1. Design of continuum robot arm for inspection of ALICE detector

Assembly, maintenance and inspection of the ALICE detector is done mostly manual, but can benefit from robot-assisted tools for better views or for assisted assembly. As the detector is complex in shape and has narrow access, a small continuum robot design can navigate the space better than a human.

The ALICE experiment (Image: CERN)

The various layers of ALICE’s inner tracker being assembled (Image: Maximilien Brice/CERN)

2. Enhanced robot tele-operation with artificial intelligence techniques

Localization, object detection and navigation in tunnels requires advanced computer vision methods. Machine and deep learning-based approaches offer robots such capabilities by utilizing training data that is obtained online (in real tunnels) or offline (in simulation).

CERN LHC tunnel environment. (Image: CERN)

Both topics will enable enhanced, remotely tele-operated navigation, inspection and interventions in (CERN) tunnel environments. The aim of this project is to exclude human operators from harsh and dangerous environments.

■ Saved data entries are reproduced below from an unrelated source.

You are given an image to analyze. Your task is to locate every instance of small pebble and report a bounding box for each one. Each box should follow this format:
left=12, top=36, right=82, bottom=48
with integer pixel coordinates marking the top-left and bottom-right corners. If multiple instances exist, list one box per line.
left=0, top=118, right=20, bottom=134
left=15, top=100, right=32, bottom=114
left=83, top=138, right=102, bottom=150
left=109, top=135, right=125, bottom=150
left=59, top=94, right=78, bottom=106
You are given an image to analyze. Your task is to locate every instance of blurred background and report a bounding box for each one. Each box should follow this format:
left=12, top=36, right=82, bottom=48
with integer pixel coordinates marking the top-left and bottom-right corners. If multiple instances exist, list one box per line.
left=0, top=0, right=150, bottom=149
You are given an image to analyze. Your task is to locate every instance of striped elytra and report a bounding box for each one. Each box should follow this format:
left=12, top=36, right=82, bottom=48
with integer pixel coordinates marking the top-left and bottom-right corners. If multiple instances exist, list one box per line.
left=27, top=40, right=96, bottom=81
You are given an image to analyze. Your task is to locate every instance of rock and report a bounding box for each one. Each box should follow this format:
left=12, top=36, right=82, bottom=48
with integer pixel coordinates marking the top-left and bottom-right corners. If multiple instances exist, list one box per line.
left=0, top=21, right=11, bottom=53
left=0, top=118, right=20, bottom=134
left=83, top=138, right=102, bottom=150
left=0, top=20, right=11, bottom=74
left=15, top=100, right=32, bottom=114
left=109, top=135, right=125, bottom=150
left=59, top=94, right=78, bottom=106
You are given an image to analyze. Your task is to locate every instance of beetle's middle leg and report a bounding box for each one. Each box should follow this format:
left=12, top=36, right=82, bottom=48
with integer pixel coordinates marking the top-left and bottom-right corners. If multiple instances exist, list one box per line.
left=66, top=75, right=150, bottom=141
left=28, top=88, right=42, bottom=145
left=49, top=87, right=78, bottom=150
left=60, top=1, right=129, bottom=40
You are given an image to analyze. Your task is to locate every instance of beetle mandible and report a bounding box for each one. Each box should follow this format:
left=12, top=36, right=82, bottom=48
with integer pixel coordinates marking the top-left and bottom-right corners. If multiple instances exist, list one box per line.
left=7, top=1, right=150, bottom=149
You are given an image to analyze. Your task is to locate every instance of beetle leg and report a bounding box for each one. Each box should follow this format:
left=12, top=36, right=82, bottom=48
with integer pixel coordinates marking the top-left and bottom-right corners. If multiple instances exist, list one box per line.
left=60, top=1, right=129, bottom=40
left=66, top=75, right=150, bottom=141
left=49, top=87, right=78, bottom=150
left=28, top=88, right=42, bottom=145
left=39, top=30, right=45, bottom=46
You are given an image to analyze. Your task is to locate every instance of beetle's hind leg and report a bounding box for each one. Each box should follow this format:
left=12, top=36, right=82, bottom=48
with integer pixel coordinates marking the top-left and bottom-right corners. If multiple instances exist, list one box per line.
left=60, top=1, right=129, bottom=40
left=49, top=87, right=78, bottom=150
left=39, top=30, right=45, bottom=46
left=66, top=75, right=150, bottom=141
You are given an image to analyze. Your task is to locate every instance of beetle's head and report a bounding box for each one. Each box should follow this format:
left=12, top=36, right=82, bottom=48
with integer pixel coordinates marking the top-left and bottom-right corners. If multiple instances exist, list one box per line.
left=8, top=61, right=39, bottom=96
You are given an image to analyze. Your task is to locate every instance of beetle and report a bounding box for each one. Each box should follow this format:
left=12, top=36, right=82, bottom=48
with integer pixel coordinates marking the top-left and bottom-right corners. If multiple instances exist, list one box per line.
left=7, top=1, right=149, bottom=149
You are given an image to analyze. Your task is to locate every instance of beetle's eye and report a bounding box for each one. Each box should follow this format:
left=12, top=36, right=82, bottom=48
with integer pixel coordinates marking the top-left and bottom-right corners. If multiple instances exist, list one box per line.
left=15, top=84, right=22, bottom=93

Such developments have not been achieved yet due to the difficulties in effective interaction between robots and humans: remote tele-operation of complex robotic systems by human operation is difficult due to the limitations in providing useful visual feedback (i.e. camera images displayed on computer screens). Current advances in AI and AR/VR can provide complete immersion in a remote environment by a tele-operated robot that accepts physical interaction as command input. We aim to realize these developments in this project. By taking the human out of these environments, safety considerations are no longer relevant and facilities can be used more efficiently.